The Daevabad Trilogy, book one
Published Nov 2017 by Harper Voyager
Format Read: eBook I Own
Description from Goodreads:
Nahri has never believed in magic. Certainly, she has power; on the streets of 18th century Cairo, she’s a con woman of unsurpassed talent. But she knows better than anyone that the trade she uses to get by—palm readings, zars, healings—are all tricks, sleights of hand, learned skills; a means to the delightful end of swindling Ottoman nobles.
But when Nahri accidentally summons an equally sly, darkly mysterious djinn warrior to her side during one of her cons, she’s forced to accept that the magical world she thought only existed in childhood stories is real. For the warrior tells her a new tale: across hot, windswept sands teeming with creatures of fire, and rivers where the mythical marid sleep; past ruins of once-magnificent human metropolises, and mountains where the circling hawks are not what they seem, lies Daevabad, the legendary city of brass?a city to which Nahri is irrevocably bound.
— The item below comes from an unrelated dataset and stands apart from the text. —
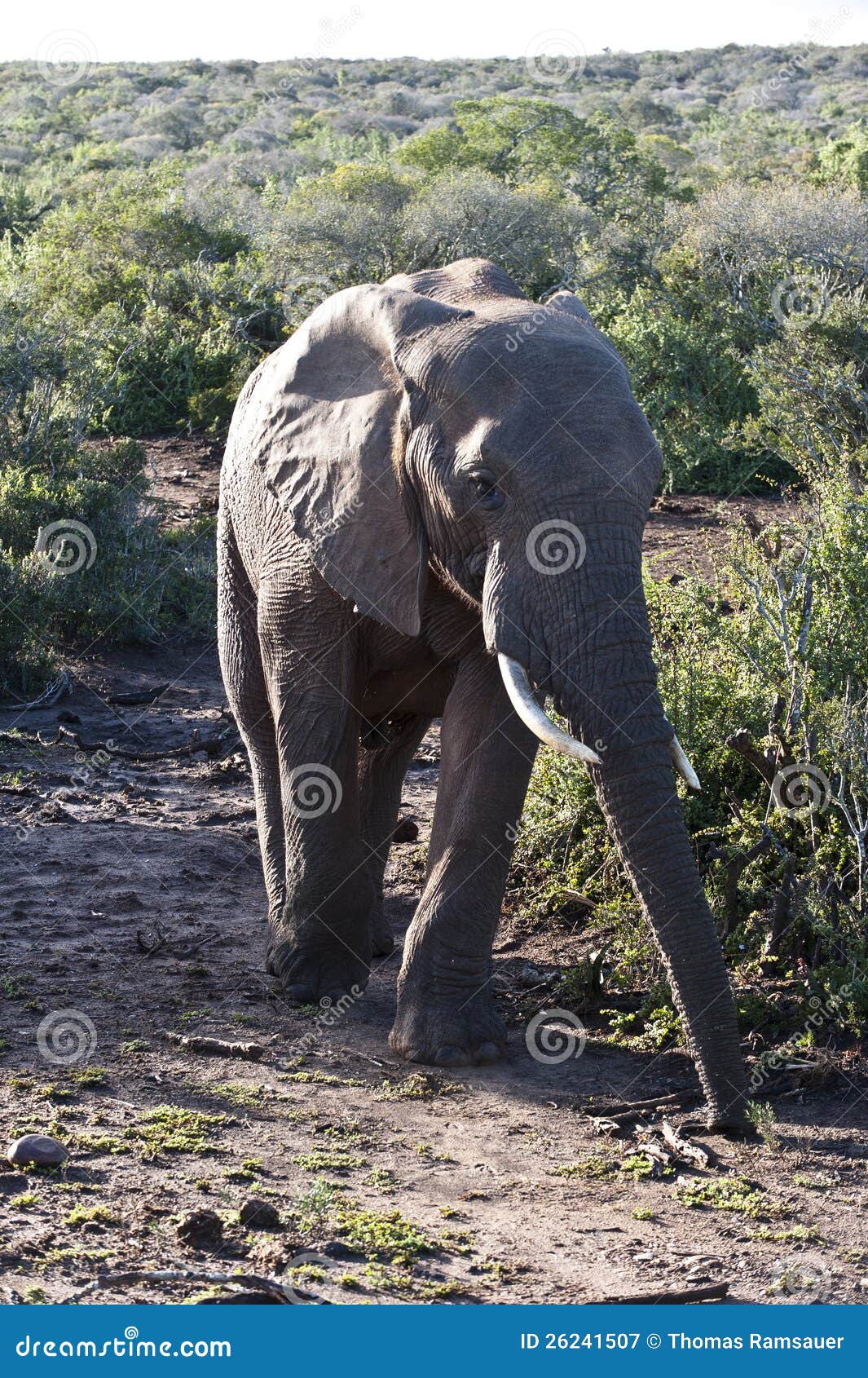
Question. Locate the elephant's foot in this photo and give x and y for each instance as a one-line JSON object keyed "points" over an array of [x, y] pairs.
{"points": [[319, 965], [447, 1032]]}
In that city, behind gilded brass walls laced with enchantments, behind the six gates of the six djinn tribes, old resentments are simmering. And when Nahri decides to enter this world, she learns that true power is fierce and brutal. That magic cannot shield her from the dangerous web of court politics. That even the cleverest of schemes can have deadly consequences.
After all, there is a reason they say be careful what you wish for . . .
One of the things I like best about fantasy is that a story can unfold into a beautiful new world when done right. This book starts out a trilogy in a fantastic new middle eastern world that came alive on the pages. Not only the beginning that took place in somewhat familiar settings, but the portion that opens up a whole new fantastic realm created by the djinn. The descriptions were vivid and I wanted to dive in and explore the world myself.
Additionally, the characters were interesting and the plotline was so rich with political, religious, and ethical layers that I was riveted. This was an intense reading experience. In a good way. I'm so excited to see how things unfold moving into book two.
Someone had described this book to me as a "gender-bent Aladdin story," and while on the barest surface it certainly meets that description, it is also so much more! Recommended for readers who enjoy rich fantasy and other cultures.